Disposing Of Old Plumbing Parts


Electric Appliances

In years past, washing machines, chest freezers, space heaters and clothes dryers were made with a mercury tilt switch. Mercury tilt switches were built into the lids of washing machines and chest heaters, functioning as on-off switches for lights and other functions. Tilt switches were built inside space heaters to be a shut off switch in case the space heater tipped over. While appliances today are made without mercury tilt switches, if you are trying to dispose of an older model, it is something to keep in mind.

Gas Appliances

Mercury containing thermostat probes were placed in older gas appliances that have pilot lights, such as ovens, water heaters and furnaces. They were sometimes placed as part of the safety valve that prevented gas flow if the pilot light was not lit.

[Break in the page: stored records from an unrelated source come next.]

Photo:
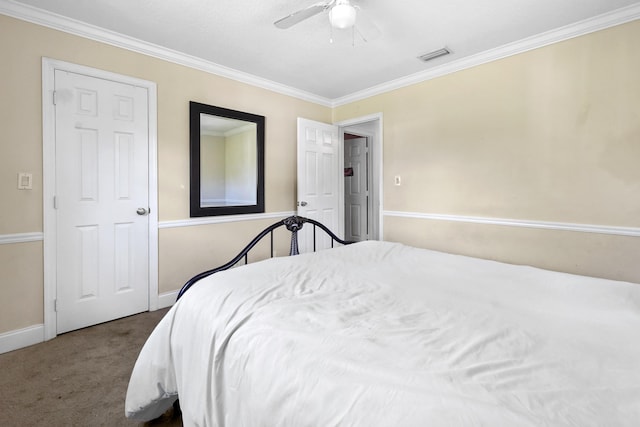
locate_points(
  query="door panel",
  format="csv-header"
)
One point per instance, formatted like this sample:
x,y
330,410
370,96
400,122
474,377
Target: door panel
x,y
101,181
356,189
319,195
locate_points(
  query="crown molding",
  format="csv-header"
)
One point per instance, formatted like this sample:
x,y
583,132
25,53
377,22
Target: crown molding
x,y
81,29
597,23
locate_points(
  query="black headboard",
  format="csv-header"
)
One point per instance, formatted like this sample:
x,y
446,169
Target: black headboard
x,y
292,223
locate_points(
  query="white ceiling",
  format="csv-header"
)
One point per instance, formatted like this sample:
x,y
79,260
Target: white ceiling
x,y
240,35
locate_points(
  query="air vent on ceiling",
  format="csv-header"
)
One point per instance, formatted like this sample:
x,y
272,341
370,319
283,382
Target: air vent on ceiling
x,y
435,54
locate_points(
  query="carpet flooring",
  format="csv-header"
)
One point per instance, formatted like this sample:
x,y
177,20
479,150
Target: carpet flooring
x,y
77,379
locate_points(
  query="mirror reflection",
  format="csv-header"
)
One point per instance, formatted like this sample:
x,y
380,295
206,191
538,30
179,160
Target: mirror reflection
x,y
227,161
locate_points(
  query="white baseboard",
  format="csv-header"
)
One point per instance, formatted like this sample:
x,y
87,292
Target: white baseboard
x,y
19,338
167,299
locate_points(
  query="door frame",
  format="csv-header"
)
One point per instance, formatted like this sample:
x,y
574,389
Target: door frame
x,y
49,66
376,151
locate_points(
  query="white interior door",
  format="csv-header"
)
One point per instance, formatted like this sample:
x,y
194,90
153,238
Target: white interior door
x,y
356,189
102,200
320,189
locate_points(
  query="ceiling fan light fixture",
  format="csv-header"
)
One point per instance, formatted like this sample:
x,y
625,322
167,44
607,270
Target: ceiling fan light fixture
x,y
342,16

Gas Flow or Gas Pressure Regulators

In homes built before 1961, they often had mercury regulators attached to the gas meters. While the devices do not create spill risks while in service, they do run a risk during the removal and disposal process.

Heating and Cooling Systems

Some heating and cooling units contain mercury switches within the thermostat for climate control devices and switches that start and shut off the systems.


In your home’s plumbing, mercury can reside for many years in sewer pipes, sink traps and sump pumps. Mercury can enter pipes in a variety of ways, including if items were ever broken, discarded or spilled into the plumbing system. Mercury in plumbing can settle at the low points of the system, such as the sump pump or sink trap, and remain there indefinitely.